Indian-style chicken burger

Ingredients

Burger buns

  • 50 g water
  • 10 g fresh yeast
  • 50 g milk
  • 15 g sugar
  • 250 g plain flour, plus extra for dusting
  • 10 g curry powder
  • 2 eggs
  • 1 pinch fine salt
  • 40 g butter, soft
  • 1 tsp sesame seeds
  • 1 tsp cumin seed

Chicken burgers

  • 30 g cashew nuts, unsalted
  • 400 g chicken breast fillets, skinless, cut into pieces (3 cm)
  • 1 egg
  • 1 tbsp curry powder
  • 5 pinches fine salt, to taste
  • 5 pinches freshly ground black pepper, to taste
  • 50 g plain flour
  • 1 garlic clove
  • 10 sprigs fresh coriander
  • 10 fresh mint leaves
  • 80 g plain yoghurt
  • 60 g cream cheese
  • 20 g oil, for frying
  • 200 g cucumber, thinly sliced (approx. ½ cucumber)
  • 80 g red peppers, cut into thin strips


reparation

Burger buns

  1. Place water, yeast, milk, sugar, flour, curry powder and 1 egg into mixing bowl and knead 5 min/knead.
  2. Add salt and butter and knead 2 min/knead. Transfer dough onto a previously floured work surface. Pull edges of dough towards the centre 3-4 times, roll it into a ball, place it in a large bowl, cover with a kitchen towel and allow to rise for 1-2 hours in a warm place until doubled in volume. Clean the mixing bowl.
  3. At the end of first proving, transfer dough to floured work surface and knock it back firmly with your hands to let the gas escape. Divide dough into 8 pieces, shape into balls and lay them out on a baking tray lined with baking paper, making sure there is approximately 5 cm between each one. Cover with a kitchen towel and allow to rise again for 1 hour.
  4. Preheat the oven to 210°C.
  5. At the end of the second proving, break remaining egg into a bowl and beat it with a fork. Brush buns with egg using a pastry brush. Sprinkle buns with sesame and cumin seeds and bake for 20-25 minutes (210°C). Take buns out of oven and allow to cool.

Chicken burgers

  1. Place cashew nuts into mixing bowl and chop 5 sec/speed 5.
  2. Add chicken breasts, egg, curry powder, 2 pinches of salt and 2 pinches of pepper and chop 30 sec/speed 6. With floured hands, divide mixture into 8 and shape into 8 chicken patties.

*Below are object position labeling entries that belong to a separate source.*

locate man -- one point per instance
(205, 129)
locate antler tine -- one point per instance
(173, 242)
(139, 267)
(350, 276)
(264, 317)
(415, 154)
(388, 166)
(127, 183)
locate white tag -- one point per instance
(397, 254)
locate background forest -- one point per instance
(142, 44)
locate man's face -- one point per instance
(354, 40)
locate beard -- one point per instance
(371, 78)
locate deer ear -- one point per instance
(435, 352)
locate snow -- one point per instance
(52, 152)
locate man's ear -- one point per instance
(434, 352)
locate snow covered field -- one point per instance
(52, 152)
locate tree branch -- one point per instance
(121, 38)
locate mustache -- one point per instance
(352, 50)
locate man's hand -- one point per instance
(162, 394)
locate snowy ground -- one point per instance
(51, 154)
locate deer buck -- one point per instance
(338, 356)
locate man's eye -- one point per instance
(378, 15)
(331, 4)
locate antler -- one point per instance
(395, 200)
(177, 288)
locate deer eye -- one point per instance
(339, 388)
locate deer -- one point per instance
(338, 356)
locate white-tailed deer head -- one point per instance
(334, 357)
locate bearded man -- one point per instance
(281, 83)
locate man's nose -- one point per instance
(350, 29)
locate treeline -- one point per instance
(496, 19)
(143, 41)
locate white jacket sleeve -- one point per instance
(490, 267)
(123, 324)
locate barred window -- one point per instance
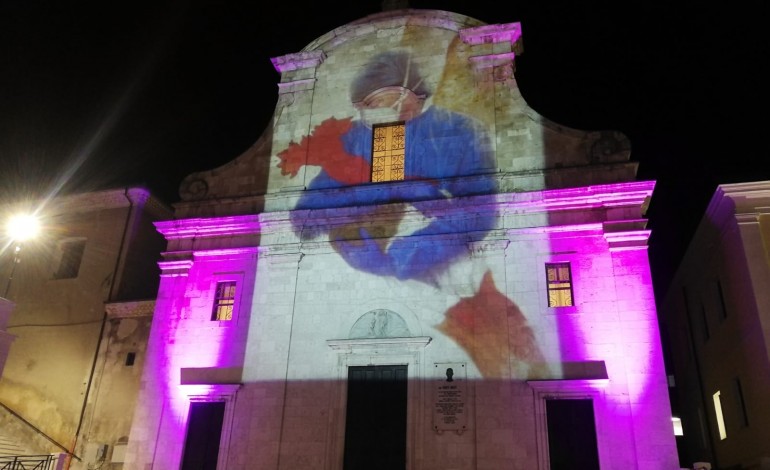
(388, 144)
(224, 301)
(559, 279)
(70, 257)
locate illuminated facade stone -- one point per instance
(439, 278)
(716, 314)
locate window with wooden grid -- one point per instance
(224, 301)
(559, 278)
(70, 257)
(388, 146)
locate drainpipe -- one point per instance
(138, 198)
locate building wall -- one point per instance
(445, 269)
(58, 321)
(715, 313)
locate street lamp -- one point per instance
(20, 228)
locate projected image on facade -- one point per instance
(409, 244)
(429, 149)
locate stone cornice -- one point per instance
(141, 308)
(492, 33)
(209, 227)
(630, 194)
(103, 200)
(744, 201)
(299, 60)
(370, 345)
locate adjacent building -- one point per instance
(411, 268)
(80, 302)
(717, 318)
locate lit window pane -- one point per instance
(388, 153)
(720, 417)
(559, 284)
(224, 300)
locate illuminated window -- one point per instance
(224, 301)
(678, 429)
(388, 152)
(740, 403)
(559, 280)
(720, 417)
(70, 255)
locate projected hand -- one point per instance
(324, 148)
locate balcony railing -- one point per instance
(29, 462)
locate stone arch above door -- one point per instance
(380, 323)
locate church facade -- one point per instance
(411, 269)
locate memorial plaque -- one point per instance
(449, 395)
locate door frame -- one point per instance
(376, 352)
(591, 389)
(209, 393)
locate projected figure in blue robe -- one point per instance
(439, 147)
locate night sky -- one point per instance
(98, 95)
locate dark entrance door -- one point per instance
(204, 430)
(572, 434)
(375, 428)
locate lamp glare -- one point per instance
(23, 227)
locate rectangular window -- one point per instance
(559, 278)
(571, 434)
(204, 432)
(721, 301)
(71, 254)
(388, 147)
(224, 301)
(740, 403)
(720, 416)
(704, 317)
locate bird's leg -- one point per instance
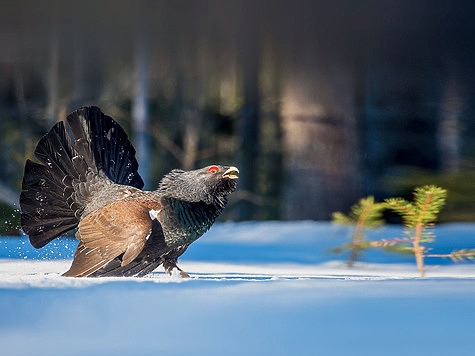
(169, 265)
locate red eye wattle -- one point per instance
(213, 169)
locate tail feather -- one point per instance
(98, 137)
(56, 192)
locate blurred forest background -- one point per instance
(317, 102)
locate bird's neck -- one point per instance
(187, 221)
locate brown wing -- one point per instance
(120, 227)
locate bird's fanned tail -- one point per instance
(55, 192)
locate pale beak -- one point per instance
(231, 173)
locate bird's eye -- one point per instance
(213, 169)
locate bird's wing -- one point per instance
(122, 227)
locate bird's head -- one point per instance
(210, 184)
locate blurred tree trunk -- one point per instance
(52, 106)
(448, 134)
(140, 108)
(78, 90)
(249, 118)
(320, 134)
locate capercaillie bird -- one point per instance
(88, 179)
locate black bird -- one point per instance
(89, 181)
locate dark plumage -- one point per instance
(92, 183)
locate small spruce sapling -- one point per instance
(364, 215)
(418, 217)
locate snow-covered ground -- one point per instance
(256, 288)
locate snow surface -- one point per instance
(256, 288)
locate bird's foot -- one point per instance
(183, 274)
(169, 267)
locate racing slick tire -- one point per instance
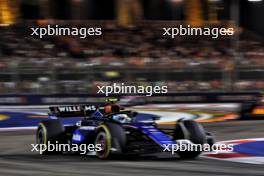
(193, 131)
(112, 138)
(50, 132)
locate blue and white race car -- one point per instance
(119, 132)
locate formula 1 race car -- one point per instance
(118, 132)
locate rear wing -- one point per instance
(73, 110)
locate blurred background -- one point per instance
(132, 48)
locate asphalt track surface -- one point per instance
(16, 158)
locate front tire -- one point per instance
(50, 131)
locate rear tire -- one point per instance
(50, 131)
(193, 131)
(112, 138)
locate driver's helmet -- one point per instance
(122, 118)
(112, 108)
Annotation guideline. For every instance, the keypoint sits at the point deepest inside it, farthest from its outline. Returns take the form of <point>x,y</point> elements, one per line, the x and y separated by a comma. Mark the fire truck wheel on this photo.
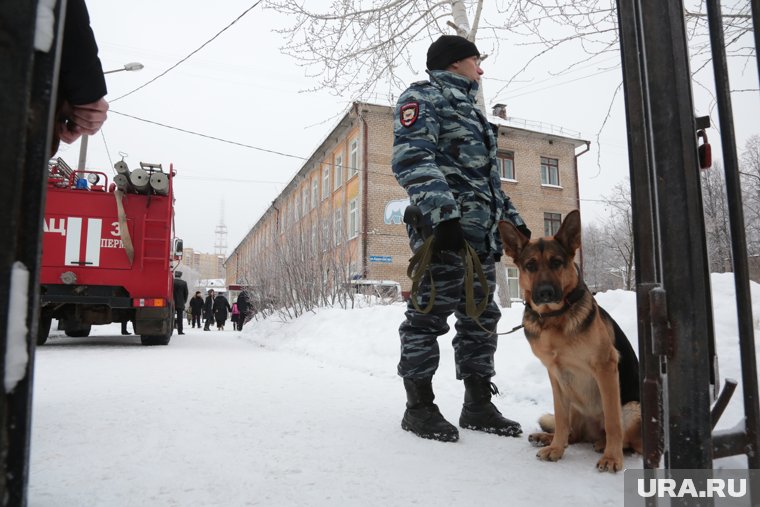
<point>159,339</point>
<point>155,339</point>
<point>43,329</point>
<point>79,332</point>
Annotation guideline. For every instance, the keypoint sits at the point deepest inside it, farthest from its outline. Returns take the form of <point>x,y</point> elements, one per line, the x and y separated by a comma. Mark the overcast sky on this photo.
<point>240,88</point>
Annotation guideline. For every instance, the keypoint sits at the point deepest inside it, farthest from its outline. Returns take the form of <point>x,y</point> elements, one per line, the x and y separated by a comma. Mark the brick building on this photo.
<point>346,198</point>
<point>207,266</point>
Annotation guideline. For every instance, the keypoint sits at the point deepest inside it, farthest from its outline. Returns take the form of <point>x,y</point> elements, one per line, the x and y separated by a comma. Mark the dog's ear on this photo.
<point>569,234</point>
<point>514,241</point>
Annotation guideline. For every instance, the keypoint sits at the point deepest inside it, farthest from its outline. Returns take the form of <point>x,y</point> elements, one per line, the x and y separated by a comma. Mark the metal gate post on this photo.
<point>746,441</point>
<point>668,219</point>
<point>29,83</point>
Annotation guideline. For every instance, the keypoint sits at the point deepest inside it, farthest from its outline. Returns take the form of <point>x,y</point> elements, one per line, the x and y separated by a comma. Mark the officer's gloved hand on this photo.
<point>448,235</point>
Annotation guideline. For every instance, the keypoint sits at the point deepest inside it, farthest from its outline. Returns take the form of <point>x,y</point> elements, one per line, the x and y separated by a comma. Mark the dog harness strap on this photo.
<point>418,264</point>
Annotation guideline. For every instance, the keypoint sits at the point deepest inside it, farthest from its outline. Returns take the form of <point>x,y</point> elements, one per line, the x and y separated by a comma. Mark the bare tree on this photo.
<point>618,230</point>
<point>596,258</point>
<point>608,250</point>
<point>715,206</point>
<point>353,46</point>
<point>750,172</point>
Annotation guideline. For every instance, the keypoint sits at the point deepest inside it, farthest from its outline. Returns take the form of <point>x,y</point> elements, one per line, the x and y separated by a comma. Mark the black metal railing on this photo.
<point>676,334</point>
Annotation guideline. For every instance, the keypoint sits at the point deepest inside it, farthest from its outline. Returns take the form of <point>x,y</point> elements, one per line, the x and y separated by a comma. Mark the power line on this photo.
<point>191,54</point>
<point>208,136</point>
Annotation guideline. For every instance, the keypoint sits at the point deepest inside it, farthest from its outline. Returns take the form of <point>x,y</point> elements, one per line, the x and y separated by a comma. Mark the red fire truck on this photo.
<point>108,251</point>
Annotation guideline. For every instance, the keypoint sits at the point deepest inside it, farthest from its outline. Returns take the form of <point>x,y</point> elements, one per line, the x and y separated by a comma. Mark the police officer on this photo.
<point>444,155</point>
<point>180,299</point>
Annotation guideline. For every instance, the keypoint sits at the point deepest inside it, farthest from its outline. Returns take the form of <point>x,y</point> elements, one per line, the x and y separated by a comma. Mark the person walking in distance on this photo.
<point>221,310</point>
<point>208,310</point>
<point>180,299</point>
<point>244,307</point>
<point>444,155</point>
<point>196,309</point>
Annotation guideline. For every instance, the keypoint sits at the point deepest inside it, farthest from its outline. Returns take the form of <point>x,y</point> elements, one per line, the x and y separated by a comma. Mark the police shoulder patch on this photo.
<point>409,113</point>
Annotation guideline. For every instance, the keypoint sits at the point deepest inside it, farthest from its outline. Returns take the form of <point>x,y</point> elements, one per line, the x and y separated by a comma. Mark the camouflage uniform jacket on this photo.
<point>444,155</point>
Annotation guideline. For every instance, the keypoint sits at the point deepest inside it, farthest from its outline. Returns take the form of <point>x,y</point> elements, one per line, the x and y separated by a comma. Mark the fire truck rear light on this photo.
<point>143,302</point>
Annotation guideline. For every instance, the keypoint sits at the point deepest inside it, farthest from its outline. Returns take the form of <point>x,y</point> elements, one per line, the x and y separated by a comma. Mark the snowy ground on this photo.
<point>304,413</point>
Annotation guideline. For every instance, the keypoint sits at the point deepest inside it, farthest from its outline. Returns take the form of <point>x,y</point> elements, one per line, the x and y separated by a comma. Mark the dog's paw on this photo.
<point>610,463</point>
<point>540,439</point>
<point>550,453</point>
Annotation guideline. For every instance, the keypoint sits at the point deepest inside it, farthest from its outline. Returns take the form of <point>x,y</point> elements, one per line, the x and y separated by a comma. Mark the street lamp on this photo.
<point>83,140</point>
<point>127,66</point>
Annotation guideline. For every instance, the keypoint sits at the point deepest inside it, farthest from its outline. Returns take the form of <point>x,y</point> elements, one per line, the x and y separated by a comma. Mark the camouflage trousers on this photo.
<point>474,348</point>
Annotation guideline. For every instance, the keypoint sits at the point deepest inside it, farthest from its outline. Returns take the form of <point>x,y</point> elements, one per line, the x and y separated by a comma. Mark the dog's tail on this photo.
<point>546,422</point>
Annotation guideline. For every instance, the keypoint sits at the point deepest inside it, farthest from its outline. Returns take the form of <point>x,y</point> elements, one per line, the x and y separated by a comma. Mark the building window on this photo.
<point>338,225</point>
<point>513,284</point>
<point>353,219</point>
<point>325,235</point>
<point>549,171</point>
<point>353,158</point>
<point>338,176</point>
<point>506,163</point>
<point>552,221</point>
<point>325,181</point>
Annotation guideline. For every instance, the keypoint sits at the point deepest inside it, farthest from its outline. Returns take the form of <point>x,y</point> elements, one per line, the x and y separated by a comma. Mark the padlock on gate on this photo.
<point>704,150</point>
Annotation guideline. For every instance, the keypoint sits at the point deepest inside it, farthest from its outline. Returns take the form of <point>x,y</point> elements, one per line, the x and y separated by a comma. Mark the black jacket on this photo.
<point>244,303</point>
<point>208,307</point>
<point>221,307</point>
<point>180,293</point>
<point>81,78</point>
<point>196,305</point>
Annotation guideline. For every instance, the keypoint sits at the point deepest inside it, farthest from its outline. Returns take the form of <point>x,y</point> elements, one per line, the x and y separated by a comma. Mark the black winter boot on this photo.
<point>478,413</point>
<point>422,416</point>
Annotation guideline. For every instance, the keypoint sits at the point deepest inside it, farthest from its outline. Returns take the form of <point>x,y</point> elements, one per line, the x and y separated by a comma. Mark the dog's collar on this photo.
<point>573,297</point>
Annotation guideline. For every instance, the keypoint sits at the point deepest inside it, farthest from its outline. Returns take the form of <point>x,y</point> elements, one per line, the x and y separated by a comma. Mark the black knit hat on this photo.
<point>449,49</point>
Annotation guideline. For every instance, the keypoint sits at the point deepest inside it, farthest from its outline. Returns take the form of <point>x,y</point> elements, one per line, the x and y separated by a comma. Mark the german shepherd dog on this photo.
<point>592,367</point>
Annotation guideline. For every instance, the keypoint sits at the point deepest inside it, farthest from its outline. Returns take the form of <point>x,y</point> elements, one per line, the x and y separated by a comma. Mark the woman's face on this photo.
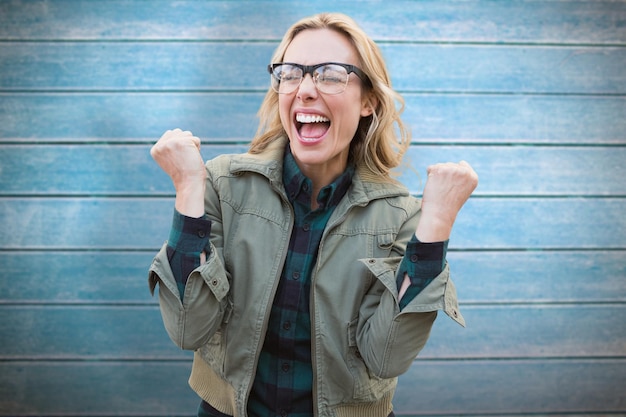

Set aside.
  3. Place garlic, 4 sprigs of coriander and mint into mixing bowl and blend 5 sec/speed 7.
  4. Add yoghurt, cream cheese, remaining salt and pepper and blend 30 sec/speed 5.
  5. Heat oil in a non-stick frying pan and fry chicken burgers for a few minutes on each side until golden. Meanwhile, cut the buns in half.
  6. Spread yoghurt sauce on bottom half of bun, fill with a layer of cucumber, a chicken burger, then another layer of cucumber. Finally add peppers and remaining coriander. Put top half of bun on burgers and serve hot.